Second secret weapon is Marks from Aotearoa, who’s been putting down roots in Mexico City since 2008 (and has grown into a deadly plant emitting vapours that destroy all normals within 50 feet radius); his chosen weapon is his trusty “latarra”, a home-made guitar which he built from an old first-aid box (how??!). He, I guess, is responsible in this foursome for smashing the air with his noise-rock inflected swipes and violent stabs. Thoroughly approve we do. As for vocalist Marco Albert, we were knocked sideways by his bizarre Mutations record for this label in 2020, but here he seems intent on going even further if anything, and runs a gamut of styles and extreme vocal approaches, more like a crazed actor rehearsing movie-monster roles than a conventional musician. Bashing metal and skins Barrios is not merely a sideman or rhythm section, but an integral part of the semi-ugly sound as he scrapes and skitters, and a big part of propelling the inchoate energy-push that these four achieve as surely as a giant ogre stomping across waste-ground in pursuit of his quarry.

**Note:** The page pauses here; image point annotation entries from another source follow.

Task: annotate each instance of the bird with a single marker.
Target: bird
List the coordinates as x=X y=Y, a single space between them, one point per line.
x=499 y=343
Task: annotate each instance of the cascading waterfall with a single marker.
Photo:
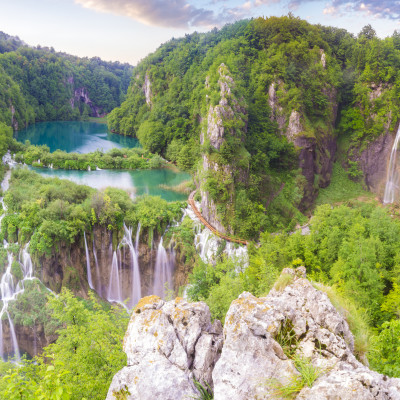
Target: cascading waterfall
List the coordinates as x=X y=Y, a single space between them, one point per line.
x=136 y=292
x=163 y=271
x=392 y=180
x=89 y=272
x=8 y=293
x=99 y=291
x=114 y=288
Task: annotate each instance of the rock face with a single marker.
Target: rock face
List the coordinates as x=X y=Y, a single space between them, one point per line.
x=373 y=161
x=252 y=357
x=81 y=95
x=228 y=112
x=167 y=344
x=316 y=149
x=373 y=156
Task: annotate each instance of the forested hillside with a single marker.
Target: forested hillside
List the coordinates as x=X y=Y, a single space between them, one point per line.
x=289 y=90
x=38 y=84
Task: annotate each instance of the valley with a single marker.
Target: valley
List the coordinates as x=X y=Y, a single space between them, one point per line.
x=239 y=167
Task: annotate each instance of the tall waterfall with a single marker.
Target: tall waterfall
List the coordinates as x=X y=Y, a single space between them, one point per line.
x=9 y=288
x=163 y=271
x=114 y=287
x=96 y=262
x=89 y=272
x=136 y=292
x=392 y=180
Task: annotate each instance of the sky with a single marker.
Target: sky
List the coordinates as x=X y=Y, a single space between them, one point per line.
x=128 y=30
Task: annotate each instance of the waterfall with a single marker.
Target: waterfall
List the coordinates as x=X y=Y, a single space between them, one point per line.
x=89 y=272
x=7 y=290
x=27 y=267
x=392 y=180
x=114 y=288
x=97 y=270
x=136 y=292
x=163 y=271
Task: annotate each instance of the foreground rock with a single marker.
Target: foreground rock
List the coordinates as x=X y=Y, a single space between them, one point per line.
x=253 y=363
x=168 y=344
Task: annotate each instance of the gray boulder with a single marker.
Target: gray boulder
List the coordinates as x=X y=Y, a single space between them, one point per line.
x=167 y=345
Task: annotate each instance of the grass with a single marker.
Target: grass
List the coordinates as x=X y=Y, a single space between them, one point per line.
x=205 y=392
x=308 y=374
x=283 y=281
x=287 y=338
x=356 y=317
x=341 y=188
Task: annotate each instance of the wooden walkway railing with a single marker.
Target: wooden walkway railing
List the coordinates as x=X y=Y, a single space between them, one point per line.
x=210 y=227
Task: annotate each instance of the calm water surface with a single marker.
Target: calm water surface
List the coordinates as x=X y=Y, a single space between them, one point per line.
x=85 y=137
x=74 y=136
x=136 y=182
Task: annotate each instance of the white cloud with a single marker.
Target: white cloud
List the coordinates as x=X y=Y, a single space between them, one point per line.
x=166 y=13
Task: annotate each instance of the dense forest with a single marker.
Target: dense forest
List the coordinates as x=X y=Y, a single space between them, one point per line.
x=39 y=84
x=298 y=86
x=270 y=116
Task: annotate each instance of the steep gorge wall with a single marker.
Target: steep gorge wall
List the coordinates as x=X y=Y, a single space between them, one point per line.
x=372 y=153
x=316 y=144
x=225 y=122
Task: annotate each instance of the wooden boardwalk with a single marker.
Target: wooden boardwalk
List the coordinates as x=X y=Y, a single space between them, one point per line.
x=210 y=227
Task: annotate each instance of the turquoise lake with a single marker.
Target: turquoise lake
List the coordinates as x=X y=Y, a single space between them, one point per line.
x=85 y=137
x=74 y=136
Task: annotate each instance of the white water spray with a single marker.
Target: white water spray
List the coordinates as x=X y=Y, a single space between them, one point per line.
x=163 y=271
x=89 y=272
x=392 y=180
x=136 y=292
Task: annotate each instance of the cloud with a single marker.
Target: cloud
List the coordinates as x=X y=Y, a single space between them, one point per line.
x=388 y=9
x=166 y=13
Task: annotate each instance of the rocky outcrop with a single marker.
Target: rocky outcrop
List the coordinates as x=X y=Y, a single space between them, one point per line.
x=373 y=161
x=167 y=342
x=228 y=112
x=81 y=95
x=316 y=148
x=372 y=156
x=167 y=345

Lest I seem to keen to characterise these four geniuses as primitive, untutored “wild men” of improv, you need only peruse their respective histories to learn they have performed with many great musicians and bands across the world, and are clearly respected in this and many other genres. The cover art may look plain and unprepossessing, but this is a truly demented, overheated item of absurdist, abrasive joy. From 13th December 2021.